College degrees are better signals for conscientiousness than intelligence,

I doubt this is true. I've seen research that claims that on average, college students spend less than an hour a day studying. I've attended 3 universities in my life (undergrad to grad school), and skipping classes frequently, dressing like a slob in class, and skipping the required reading seem typical. If I cared mostly about conscientiousness, I would be more impressed by someone holding down a job at McDonald's for 4 years than graduating college, because a McDonald's manager has no problem with firing someone who skips work frequently. Most college professors don't even take attendance.

Yet long-term McDonald's employees get very little career boost from this in applying for jobs at Goldman Sachs or whatever. A kid who manages an Art History degree at Harvard while mostly partying and doing the minimal work to pass has a vastly better chance than the a long-term McDonald's employee with a sterling letter of recommendation from his boss.

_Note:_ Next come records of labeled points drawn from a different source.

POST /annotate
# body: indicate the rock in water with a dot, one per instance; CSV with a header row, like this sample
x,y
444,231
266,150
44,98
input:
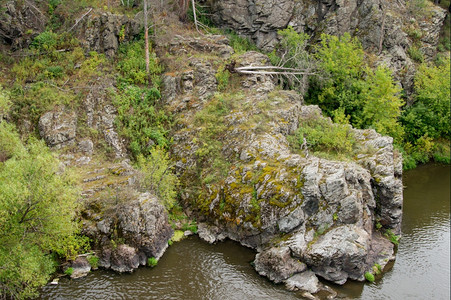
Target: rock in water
x,y
299,211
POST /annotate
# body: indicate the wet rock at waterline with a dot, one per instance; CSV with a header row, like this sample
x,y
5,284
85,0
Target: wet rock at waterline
x,y
297,210
132,233
80,267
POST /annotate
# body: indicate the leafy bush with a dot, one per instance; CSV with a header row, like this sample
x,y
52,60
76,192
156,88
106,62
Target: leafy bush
x,y
38,206
381,104
5,103
152,261
324,136
139,120
69,271
157,176
369,277
132,64
93,261
341,64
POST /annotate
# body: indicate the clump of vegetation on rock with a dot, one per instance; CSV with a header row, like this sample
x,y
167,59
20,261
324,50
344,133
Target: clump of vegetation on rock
x,y
38,203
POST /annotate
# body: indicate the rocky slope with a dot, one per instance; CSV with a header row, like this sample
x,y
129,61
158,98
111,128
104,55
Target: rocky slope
x,y
388,29
299,211
240,175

which is no coincidence, since employers in real life care more about conscientiousness.

This is vastly over-simplified. I did an internship at a firm that designs employee-selection systems for businesses, and this varies widely. A company like Walmart or McDonald's doesn't care much about intelligence, they want reliable, polite workers who won't steal from them. On the other hand, intelligence receives a huge premium for high-level white collar work. For these kinds of jobs, beyond some reasonable level of conscientiousness, they no longer care, and more conscientiousness demands no premium.

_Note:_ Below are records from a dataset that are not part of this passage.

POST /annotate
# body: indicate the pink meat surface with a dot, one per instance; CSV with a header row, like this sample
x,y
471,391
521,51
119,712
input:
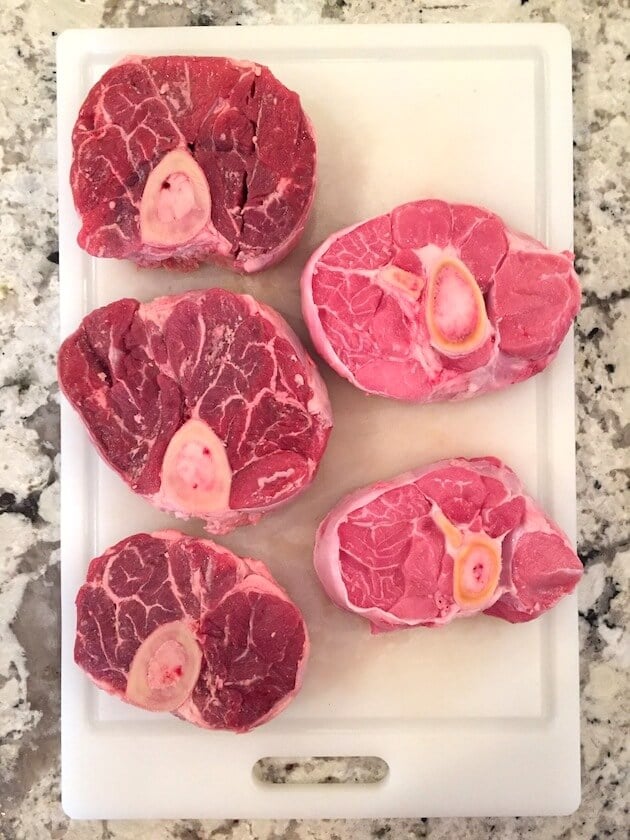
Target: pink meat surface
x,y
205,403
437,301
252,639
449,540
243,140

Comment author: Grognor 11 July 2012 01:05:53PM 0 points [-]

If employers cared more about intelligence than conscientiousness, you'd think a college admission would suffice for employment. (Heck, I don't know, maybe it does with certain colleges.)

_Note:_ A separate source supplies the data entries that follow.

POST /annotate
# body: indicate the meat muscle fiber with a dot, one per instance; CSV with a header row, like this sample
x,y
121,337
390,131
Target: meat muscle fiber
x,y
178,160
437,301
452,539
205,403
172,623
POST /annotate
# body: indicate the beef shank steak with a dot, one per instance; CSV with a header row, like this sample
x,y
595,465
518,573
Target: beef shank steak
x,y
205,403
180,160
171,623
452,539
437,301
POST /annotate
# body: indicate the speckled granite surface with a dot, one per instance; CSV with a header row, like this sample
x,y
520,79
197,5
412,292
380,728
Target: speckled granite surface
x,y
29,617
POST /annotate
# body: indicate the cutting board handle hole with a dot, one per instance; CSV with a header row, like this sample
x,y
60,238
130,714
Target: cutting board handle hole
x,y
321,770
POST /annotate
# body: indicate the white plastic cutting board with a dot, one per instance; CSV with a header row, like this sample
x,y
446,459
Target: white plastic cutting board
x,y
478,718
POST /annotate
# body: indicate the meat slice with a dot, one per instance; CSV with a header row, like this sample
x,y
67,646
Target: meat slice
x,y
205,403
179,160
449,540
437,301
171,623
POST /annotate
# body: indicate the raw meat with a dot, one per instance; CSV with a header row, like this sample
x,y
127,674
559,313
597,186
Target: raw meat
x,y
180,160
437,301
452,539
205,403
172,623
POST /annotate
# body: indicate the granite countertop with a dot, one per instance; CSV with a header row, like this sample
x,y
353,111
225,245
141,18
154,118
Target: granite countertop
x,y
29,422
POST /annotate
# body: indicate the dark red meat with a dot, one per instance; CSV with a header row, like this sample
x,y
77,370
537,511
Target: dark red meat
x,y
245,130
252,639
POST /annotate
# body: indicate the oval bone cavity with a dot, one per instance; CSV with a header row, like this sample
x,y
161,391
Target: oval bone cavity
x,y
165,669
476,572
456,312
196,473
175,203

But as wedrifid points out, this would require the system to be sane, which is not that likely.

This is vastly over-simplified.

Of course it is. It is a single sentence, not a detailed map of the desired hiring conditions for every job in the world.

Comment author: TheOtherDave 11 July 2012 02:20:33PM 3 points [-]

Downvoted for uncharitable reading. knb offered an alternative one-sentence oversimplification: "reliable, polite workers who won't steal from them".